Case presentation
A 53-year-old man with a history of diabetes and hypertension, was
followed since 2020 for a severe spontaneous pain on the left leg
without triggering factor, mild at first, then getting worse gradually.
Pain was prolonged, chronic and recurrent and was worsened by physical
activity. He did not report any illness of the right leg. Nonsteroidal
anti-inflammatory drugs (NSAID) were ineffective. The patient did not
report any notable trauma or infection or familial bone disease history.
At examination, we did not notice local heat, swelling, or redness.
Laboratory data were within normal limits: erythrocyte sedimentation
rate (ESR) :20 mm, C-reactive protein (CRP) :5 mg/l, normal liver and
kidney function, calcemia : 2.3 mmol/l, phosphoremia : 1.18 mmo/l,
alkaline phosphatase: 58 UI/L.
Plain Radiographies showed bilateral massive sclerotic intramedullary
lesion of tibial shafts, cortical bone thickening, and narrowing of the
medullary cavity. No periosteal reaction or soft-tissue abnormality or
fracture lines were seen (Figure 1, Figure 2). The diagnosis of IMOS of
both tibia shafts was suspected. As etiological diagnosis of the
osteosclerosis, we discussed malignant tumors (osteosarcoma, lymphoma,
bone metastasis), benign tumors such as multifocal osteoid osteoma,
stress fractures, metabolic disorders and hereditary bone diseases.

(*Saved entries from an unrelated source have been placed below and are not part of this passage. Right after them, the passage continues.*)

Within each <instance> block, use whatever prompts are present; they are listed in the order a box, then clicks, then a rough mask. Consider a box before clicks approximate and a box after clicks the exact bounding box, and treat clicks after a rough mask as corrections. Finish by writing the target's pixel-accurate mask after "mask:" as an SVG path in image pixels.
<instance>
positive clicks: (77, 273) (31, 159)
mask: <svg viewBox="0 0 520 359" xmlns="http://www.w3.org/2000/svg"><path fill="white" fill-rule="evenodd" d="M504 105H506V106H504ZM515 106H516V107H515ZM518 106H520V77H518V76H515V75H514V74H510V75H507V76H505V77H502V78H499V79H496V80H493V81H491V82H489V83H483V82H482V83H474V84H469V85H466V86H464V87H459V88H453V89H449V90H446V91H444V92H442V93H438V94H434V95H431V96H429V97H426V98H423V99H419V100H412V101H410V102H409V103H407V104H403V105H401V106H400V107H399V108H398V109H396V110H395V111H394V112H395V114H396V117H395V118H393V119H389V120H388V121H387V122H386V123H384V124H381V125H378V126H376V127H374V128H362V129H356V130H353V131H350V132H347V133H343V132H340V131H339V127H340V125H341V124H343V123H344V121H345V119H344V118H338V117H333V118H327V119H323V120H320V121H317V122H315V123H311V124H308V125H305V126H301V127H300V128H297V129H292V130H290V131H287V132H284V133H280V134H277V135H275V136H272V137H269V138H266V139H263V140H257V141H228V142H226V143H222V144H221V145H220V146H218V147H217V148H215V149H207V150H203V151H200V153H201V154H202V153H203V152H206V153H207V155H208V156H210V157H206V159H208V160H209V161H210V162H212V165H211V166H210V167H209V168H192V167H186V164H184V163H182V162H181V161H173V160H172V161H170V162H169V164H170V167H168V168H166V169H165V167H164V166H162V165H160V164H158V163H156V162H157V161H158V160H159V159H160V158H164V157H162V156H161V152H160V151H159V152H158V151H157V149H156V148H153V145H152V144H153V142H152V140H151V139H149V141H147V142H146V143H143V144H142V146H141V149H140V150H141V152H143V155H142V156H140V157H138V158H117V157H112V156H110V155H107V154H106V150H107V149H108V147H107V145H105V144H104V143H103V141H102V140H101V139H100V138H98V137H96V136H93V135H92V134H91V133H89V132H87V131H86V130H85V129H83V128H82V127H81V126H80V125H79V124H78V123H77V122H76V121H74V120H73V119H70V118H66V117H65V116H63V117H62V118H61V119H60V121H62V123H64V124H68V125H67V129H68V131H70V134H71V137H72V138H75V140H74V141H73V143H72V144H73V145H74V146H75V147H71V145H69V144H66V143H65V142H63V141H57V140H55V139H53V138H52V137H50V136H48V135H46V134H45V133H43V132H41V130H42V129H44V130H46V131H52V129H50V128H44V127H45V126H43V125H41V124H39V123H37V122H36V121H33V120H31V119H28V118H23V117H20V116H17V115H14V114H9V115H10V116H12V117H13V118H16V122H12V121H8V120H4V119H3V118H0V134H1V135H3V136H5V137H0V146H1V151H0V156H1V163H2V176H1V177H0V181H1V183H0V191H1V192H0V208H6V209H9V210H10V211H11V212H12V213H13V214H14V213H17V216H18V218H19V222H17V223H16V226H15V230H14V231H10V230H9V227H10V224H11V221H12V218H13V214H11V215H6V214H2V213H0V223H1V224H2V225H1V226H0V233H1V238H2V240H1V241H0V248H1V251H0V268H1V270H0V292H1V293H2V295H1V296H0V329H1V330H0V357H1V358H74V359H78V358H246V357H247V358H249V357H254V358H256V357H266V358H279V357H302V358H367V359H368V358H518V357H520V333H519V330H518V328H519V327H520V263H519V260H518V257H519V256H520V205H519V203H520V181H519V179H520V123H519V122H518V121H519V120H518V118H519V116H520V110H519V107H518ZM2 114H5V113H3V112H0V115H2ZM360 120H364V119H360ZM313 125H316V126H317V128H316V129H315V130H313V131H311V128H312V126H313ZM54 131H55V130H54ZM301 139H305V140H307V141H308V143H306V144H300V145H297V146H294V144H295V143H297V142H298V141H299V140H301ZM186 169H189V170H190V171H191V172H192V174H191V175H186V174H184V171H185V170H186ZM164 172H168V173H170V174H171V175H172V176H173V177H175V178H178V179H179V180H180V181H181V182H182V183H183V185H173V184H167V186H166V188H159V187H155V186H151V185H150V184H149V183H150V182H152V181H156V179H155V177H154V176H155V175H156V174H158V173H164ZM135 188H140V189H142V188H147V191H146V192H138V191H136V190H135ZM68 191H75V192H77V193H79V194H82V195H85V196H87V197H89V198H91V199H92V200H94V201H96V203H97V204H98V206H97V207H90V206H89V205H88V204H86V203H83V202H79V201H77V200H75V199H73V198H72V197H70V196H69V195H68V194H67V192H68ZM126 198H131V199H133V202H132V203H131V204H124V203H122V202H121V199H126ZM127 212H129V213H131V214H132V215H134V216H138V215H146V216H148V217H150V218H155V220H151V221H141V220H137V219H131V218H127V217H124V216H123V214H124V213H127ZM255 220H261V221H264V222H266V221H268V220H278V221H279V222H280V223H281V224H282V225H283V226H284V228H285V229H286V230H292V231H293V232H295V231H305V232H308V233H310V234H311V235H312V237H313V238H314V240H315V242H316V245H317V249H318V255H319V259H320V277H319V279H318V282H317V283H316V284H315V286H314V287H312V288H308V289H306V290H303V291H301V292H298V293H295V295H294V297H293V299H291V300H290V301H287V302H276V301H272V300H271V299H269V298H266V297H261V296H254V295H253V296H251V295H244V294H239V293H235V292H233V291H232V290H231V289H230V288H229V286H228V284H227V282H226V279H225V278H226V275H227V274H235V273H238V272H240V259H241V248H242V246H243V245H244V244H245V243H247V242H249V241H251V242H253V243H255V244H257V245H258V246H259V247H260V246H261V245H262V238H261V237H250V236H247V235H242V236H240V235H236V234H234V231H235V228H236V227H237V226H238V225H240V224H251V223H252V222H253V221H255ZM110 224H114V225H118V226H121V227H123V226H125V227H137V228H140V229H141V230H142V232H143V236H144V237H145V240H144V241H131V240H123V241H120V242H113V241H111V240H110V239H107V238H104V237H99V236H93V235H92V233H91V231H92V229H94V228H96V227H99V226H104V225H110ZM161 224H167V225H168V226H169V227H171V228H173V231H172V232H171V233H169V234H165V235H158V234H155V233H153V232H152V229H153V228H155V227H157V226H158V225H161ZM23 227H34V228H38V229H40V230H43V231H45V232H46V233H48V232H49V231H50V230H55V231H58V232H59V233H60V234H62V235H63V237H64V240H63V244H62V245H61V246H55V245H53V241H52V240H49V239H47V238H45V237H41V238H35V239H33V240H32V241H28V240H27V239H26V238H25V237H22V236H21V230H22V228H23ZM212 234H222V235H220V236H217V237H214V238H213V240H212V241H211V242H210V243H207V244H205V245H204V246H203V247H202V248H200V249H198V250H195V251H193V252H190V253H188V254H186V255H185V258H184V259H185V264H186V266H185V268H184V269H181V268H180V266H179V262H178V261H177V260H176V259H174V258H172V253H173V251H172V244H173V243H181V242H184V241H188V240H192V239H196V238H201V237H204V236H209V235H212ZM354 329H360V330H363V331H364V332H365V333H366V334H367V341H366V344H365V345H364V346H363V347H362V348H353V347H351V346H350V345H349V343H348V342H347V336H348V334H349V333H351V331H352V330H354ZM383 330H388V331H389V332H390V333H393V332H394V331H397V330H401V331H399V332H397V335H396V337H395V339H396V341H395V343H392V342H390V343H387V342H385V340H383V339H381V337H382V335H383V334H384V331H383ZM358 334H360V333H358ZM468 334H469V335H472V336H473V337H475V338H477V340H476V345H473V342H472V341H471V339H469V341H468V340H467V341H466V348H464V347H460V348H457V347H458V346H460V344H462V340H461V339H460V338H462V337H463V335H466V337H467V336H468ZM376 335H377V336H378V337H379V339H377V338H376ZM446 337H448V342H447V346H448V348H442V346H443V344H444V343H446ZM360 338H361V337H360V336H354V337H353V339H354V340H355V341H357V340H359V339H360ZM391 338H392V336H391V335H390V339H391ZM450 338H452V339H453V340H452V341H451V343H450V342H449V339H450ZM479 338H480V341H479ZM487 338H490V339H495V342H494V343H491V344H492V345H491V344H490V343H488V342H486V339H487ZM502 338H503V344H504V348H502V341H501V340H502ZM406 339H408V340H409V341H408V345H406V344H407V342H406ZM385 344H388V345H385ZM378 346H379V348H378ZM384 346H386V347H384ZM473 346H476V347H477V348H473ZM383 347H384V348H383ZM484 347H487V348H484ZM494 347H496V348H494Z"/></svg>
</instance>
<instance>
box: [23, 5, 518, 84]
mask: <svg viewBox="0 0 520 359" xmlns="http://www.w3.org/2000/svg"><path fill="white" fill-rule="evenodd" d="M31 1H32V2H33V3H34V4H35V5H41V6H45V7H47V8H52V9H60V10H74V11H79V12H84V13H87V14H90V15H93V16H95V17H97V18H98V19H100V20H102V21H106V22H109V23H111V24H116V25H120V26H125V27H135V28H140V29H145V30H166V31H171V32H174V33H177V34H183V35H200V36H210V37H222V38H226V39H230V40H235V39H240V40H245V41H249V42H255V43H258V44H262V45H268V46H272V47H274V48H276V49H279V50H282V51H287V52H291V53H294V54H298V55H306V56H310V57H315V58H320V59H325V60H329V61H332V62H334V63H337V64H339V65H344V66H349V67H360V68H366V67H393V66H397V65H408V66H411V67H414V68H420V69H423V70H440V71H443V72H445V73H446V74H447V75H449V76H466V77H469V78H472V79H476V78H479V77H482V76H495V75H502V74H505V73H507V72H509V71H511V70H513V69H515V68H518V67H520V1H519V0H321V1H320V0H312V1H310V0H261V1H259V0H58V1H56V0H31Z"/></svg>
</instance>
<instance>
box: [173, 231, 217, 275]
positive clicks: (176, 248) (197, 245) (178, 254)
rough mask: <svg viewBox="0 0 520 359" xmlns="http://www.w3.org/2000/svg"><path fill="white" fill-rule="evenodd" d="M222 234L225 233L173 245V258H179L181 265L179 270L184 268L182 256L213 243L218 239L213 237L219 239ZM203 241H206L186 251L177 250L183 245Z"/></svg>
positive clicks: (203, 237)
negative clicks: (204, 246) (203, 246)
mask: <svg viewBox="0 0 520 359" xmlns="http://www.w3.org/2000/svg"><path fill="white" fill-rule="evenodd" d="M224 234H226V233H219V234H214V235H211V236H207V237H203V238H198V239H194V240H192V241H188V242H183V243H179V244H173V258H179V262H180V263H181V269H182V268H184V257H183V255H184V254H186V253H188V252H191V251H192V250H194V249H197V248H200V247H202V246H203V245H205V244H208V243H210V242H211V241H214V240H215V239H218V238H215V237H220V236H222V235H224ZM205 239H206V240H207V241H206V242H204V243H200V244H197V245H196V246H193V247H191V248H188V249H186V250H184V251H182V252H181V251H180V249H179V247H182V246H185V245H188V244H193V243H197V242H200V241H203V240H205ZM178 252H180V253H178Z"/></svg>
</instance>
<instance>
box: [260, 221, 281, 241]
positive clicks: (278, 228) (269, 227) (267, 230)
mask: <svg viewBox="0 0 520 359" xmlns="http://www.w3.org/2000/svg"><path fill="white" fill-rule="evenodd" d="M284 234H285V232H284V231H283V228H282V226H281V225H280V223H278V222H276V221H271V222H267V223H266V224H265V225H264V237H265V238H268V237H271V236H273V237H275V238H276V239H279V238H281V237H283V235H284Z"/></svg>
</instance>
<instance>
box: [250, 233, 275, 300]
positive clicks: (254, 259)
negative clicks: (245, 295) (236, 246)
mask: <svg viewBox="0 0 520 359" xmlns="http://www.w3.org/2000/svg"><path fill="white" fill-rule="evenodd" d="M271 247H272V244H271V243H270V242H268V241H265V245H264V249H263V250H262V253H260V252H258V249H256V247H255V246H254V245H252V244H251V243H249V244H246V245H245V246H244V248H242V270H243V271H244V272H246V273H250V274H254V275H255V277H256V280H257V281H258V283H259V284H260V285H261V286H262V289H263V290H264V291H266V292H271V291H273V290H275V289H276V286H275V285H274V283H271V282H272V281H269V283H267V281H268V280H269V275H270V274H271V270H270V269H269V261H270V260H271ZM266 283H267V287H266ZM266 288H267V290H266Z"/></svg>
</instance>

Nevertheless, all these diagnosis were excluded as laboratory findings
were normal, no familial bone disease history was present, no extensive
periosteal new bone formation and soft-tissue abnormality were noted on
the radiography. Indeed, the bilateral characteristics of the process,
and the exclusion of other diagnosis were sufficient to retain the
diagnosis of IMOS and we did not perform any supplementary exploration.
Concerning therapeutic management, the patient received level 2
analgesic and NSAID with a good response. The last outpatient meeting
was held on February 2022 and he reported a good evolution.